Lixo. Mar português tem mais de 750 mil objetos a boiar

Foi analisada pela primeira vez a quantidade de lixo que o mar português tem à superfície. Ao todo são mais de 750 mil objetos, com o plástico a dominar esta lista negra

Nunca antes se tinha feito um estudo sobre o lixo que fica à superfície do mar português, mas as conclusões alertam para uma realidade que há muito devia ser tema de debate. Ao todo foram registados 752 740 objetos a boiar ao longo da costa portuguesa em zonas que abrangem a ZEE portuguesa (zona económica exclusiva).

Por se tratar da primeira investigação do género em Portugal, os cientistas partiram à descoberta sem expetativas, o que não os impediu de olhar com alguma surpresa para valores tão elevados. “Não chega para sermos considerados os piores, mas é suficiente para lançar o alerta”, explica ao i Sara Sá, investigadora responsável pelo estudo, lembrando que são valores similares aos de estudos realizados, por exemplo, no mar do Norte, nas águas costeiras do Japão e na península Antártica.

A recolha de dados foi feita no verão de 2011 e publicada este ano na revista científica “Marine Pollution Bulletin”. Os investigadores integraram a equipa que seguia a bordo da embarcação Santa Maria Manuela, no âmbito do projeto “LIFE+ MarPro”, coordenado pela Universidade de Aveiro. Sara Sá juntou-se a um grupo de investigadores – cada um com o seu propósito – e tomou o lixo marinho como a sua causa. Em julho viajou em alto-mar durante 15 dias, experiência que repetiu nos meses seguintes, ainda que durante períodos mais curtos. “Para uma primeira vez, foi logo uma experiência em grande”, conta, recordando o tempo de observação, a que chamam “tempo de esforço” e que é regido pela luz do dia. “Acordávamos todos os dias às 8 da manhã e ficávamos alerta até ao pôr-do-sol”. Para isso, coordenava-se com outros dois investigadores de modo a fazerem turnos rotativos: uma hora de observação, uma hora a registar o que era observado, uma hora de descanso e assim sucessivamente.

Todos os objetos encontrados a boiar foram registados num formulário, com pormenores que vão desde o tamanho à distância a que estavam do barco, a hora a que foram encontrados e o material de que eram feitos.

Muito plástico E é quando se fala em material que não resta espaço para dúvidas: o plástico domina o lixo encontrado em alto-mar. “Sacos, garrafas e pedaços de plástico flutuante era bastante comum”, explica Sara.

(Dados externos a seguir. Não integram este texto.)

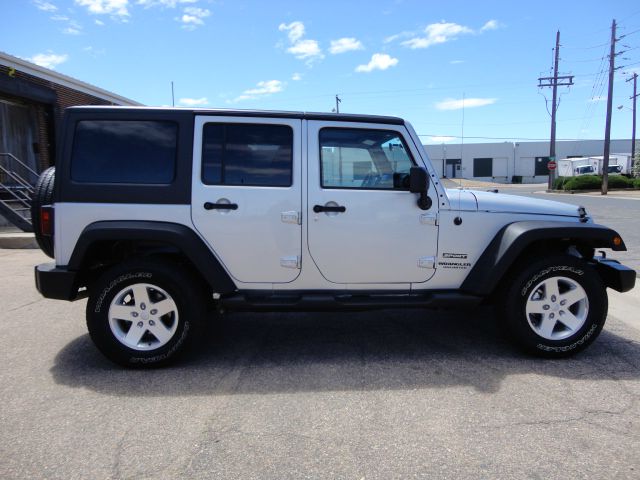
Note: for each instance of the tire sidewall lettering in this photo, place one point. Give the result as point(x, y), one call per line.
point(546, 271)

Ainda a completar o top-3 desta lista está a esferovite e o material de pesca, que vai desde redes a cabos e linhas. O lixo com dimensões entre os 10 centímetros e 1 metro é o mais abundante.

O tipo de material encontrado leva Sara a concluir que a origem estará mais ligada a fontes locais oceânicas, ou seja, à passagem de embarcações de recreio e de pesca, mais do que propriamente ao lixo que vem da costa. “Saber a origem é o primeiro passo para que se tomem medidas efetivas de redução do lixo em alto-mar”, refere, na esperança de que a sua tese de mestrado sirva para mudar uma realidade que, apesar de preocupante, não passa de uma percentagem pequena de toda a ameaça. “O que encontramos a boiar à superfície é só uma amostra do que se pode encontrar debaixo de água”, lembra a investigadora. Daí que tenha abraçado como causa aquilo que seria inicialmente apenas a sua tese de mestrado em Biologia Marinha. Parte agora para doutoramento, no qual vai dar seguimento à investigação, desta vez centrada no estudo do lixo marinho nas águas costeiras, incluindo o lixo presente nas praias e na coluna de água (a mais de 40 centímetros de profundidade) e os impactos da ingestão de lixo para várias espécies da fauna marinha.

lixo nas praias Plástico, metal, madeira, borracha, vidro, têxteis e papel: o lixo marinho é cada vez mais variado e não para de se multiplicar nas praias portuguesas. E mais: quase todos os objetos são mais pequenos que uma tampa de garrafa, o que dificulta a sua identificação e posterior remoção.

O MARE – Centro de Ciências do Mar e do Ambiente já alertou para os problemas que advêm do lixo que se encontra nas praias e que vai muito além da parte estética. No estômago das aves marinhas têm vindo a ser encontrados pedaços de plástico, mas também isqueiros e escovas de dentes.